Imagine

Eine polyglotte, europäische Produktion, perfektes europäisches Arthouse, zu dem Andrezej Jaimowski Drehbuch und Regie beigetragen hat, und das hauptsächlich in einer privaten Blindenschule in einem ehemaligen Klosteranwesen in Lissabon spielt.

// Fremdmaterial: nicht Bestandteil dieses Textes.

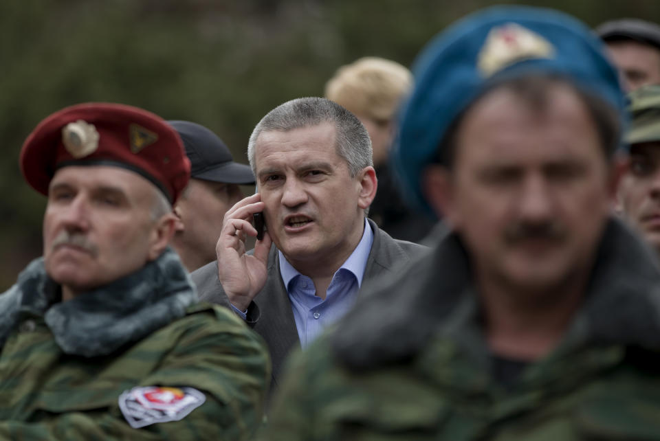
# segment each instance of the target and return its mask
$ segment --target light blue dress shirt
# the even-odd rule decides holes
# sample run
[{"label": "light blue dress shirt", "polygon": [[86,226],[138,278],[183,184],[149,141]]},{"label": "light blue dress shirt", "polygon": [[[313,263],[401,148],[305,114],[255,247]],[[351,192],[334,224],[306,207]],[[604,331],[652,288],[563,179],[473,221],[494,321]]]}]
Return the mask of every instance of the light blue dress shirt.
[{"label": "light blue dress shirt", "polygon": [[366,260],[373,243],[373,231],[364,219],[360,243],[332,277],[325,299],[316,297],[311,279],[300,274],[279,251],[280,273],[293,308],[300,346],[305,348],[327,326],[348,312],[362,284]]},{"label": "light blue dress shirt", "polygon": [[[362,238],[349,258],[335,272],[324,300],[316,297],[311,279],[300,274],[289,263],[282,251],[278,251],[280,275],[289,293],[298,337],[302,348],[311,343],[325,328],[340,319],[353,306],[362,284],[373,244],[373,231],[364,218]],[[247,311],[241,311],[234,305],[232,307],[245,319]]]}]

Der Film ist eine bildschöne, perfekt und gründlich vorbereitete Lektion über Wahrnehmung. Film als Wahrnehmungsschule, hier geht es nur indirekt ums Sehen, es geht um das Sehen mithilfe der Ohren für Blinde. Eine didaktisch ausgeklügelt präsentierte Lektion, die auch ganz cool zu Slapstickelementen greift, wenn die Situation es her gibt.

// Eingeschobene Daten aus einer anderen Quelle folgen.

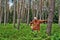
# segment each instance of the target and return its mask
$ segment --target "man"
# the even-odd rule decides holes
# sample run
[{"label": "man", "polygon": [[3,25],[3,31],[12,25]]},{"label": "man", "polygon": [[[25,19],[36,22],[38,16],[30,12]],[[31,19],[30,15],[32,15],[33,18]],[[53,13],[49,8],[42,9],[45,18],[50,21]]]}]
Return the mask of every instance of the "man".
[{"label": "man", "polygon": [[47,20],[38,20],[37,17],[34,17],[34,19],[30,22],[31,29],[33,31],[40,31],[40,24],[47,22]]}]

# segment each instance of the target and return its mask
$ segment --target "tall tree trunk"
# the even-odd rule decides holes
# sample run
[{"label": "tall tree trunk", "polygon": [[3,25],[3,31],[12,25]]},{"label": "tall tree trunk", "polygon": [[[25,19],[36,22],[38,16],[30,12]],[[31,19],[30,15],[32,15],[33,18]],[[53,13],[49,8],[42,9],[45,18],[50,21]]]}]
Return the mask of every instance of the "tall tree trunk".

Die Blinden als die Sehenden und die Sehenden als die Blinden, das wäre fast zu allgemeinplatzhaft. Aber auch das kommt vor. Es gibt ein Kaffee in Lissabon, an dem die berühmte Straßenbahn vorbeifährt. Hier gibt es eine Stammtischrunde von alten Männern, die ihren Tag mit Brettspielen verbringen. Die kriegen gar nicht mit, wenn ein Luxus-Kreuzfahrtdampfer an der Pier anlegt oder vorbeifährt.

Die Hauptfigur ist Jan, gespielt von Edward Hogg. Ein blinder Lehrer, der den Blindenstock verweigert, der sich ganz auf sein Gehör verlässt und aus Geräuschen Rückschlüsse auf Vorgänge ziehen kann. Dass die Katze die Milch aus dem Blechnapf ausgetrunken hat, weil die Katze, die hört man nicht, wenn sie sich bewegt, aber der Hund, der schlägt an. Mit Zungenschnalzen kann man Echos provozieren und wie dieses Echo gebrochen wird, lässt auf Hindernisse schließen. So lässt sich ein Fahrrad, das mitten im Hof steht, leicht ohne Blindenstock finden und zum Beweis die Klingel aktivieren.

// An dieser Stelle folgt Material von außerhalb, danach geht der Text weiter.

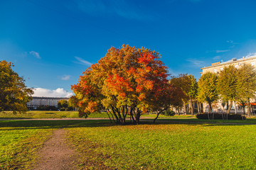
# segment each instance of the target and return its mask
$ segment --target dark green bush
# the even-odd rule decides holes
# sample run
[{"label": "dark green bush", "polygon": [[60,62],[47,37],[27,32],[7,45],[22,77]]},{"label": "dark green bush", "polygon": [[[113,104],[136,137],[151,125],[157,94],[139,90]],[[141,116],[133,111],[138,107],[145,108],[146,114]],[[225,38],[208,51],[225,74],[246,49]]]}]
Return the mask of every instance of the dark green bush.
[{"label": "dark green bush", "polygon": [[[208,113],[203,113],[203,114],[198,114],[196,115],[196,118],[198,119],[213,119],[213,114],[208,114]],[[225,119],[226,120],[227,114],[225,113],[214,113],[213,119]],[[228,120],[245,120],[246,117],[240,115],[240,114],[228,114]]]},{"label": "dark green bush", "polygon": [[175,115],[175,112],[171,110],[167,110],[163,112],[163,115],[168,116],[174,116]]}]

Die Methode stößt bei den Offiziellen, bei der Leitung des Institutes auf Misstrauen. Und wenn Jan auf seine Art – im Hof sind immer auch Sehende anwesend, die ihre Kommentare abgeben können – ein Motorrad, das an einer Wand steht, erkunden soll, dabei aber eine Grube übersieht und in sie hineinstürzt, so ist er diskreditiert. Wobei auch Blinde mit Stock mal vor einen Zug laufen.

Es gibt riskante Situationen im öffentlichen Verkehr zu sehen. Die beste Schülerin aber, zu der sich selbstverständlich eine zarte Liaison entwickelt, ist Eva, schon eine Erwachsene, die in dem Anwesen wohnt; wie könnte da der Kontakt besser aufgenommen werden als über die Töne, die Tauben und Spatzen von sich geben, die Sonnenblumenkerne von rostigen Fensterbrettern aufpicken. Man achte auf die Geräusche und wie die zu imitieren sind.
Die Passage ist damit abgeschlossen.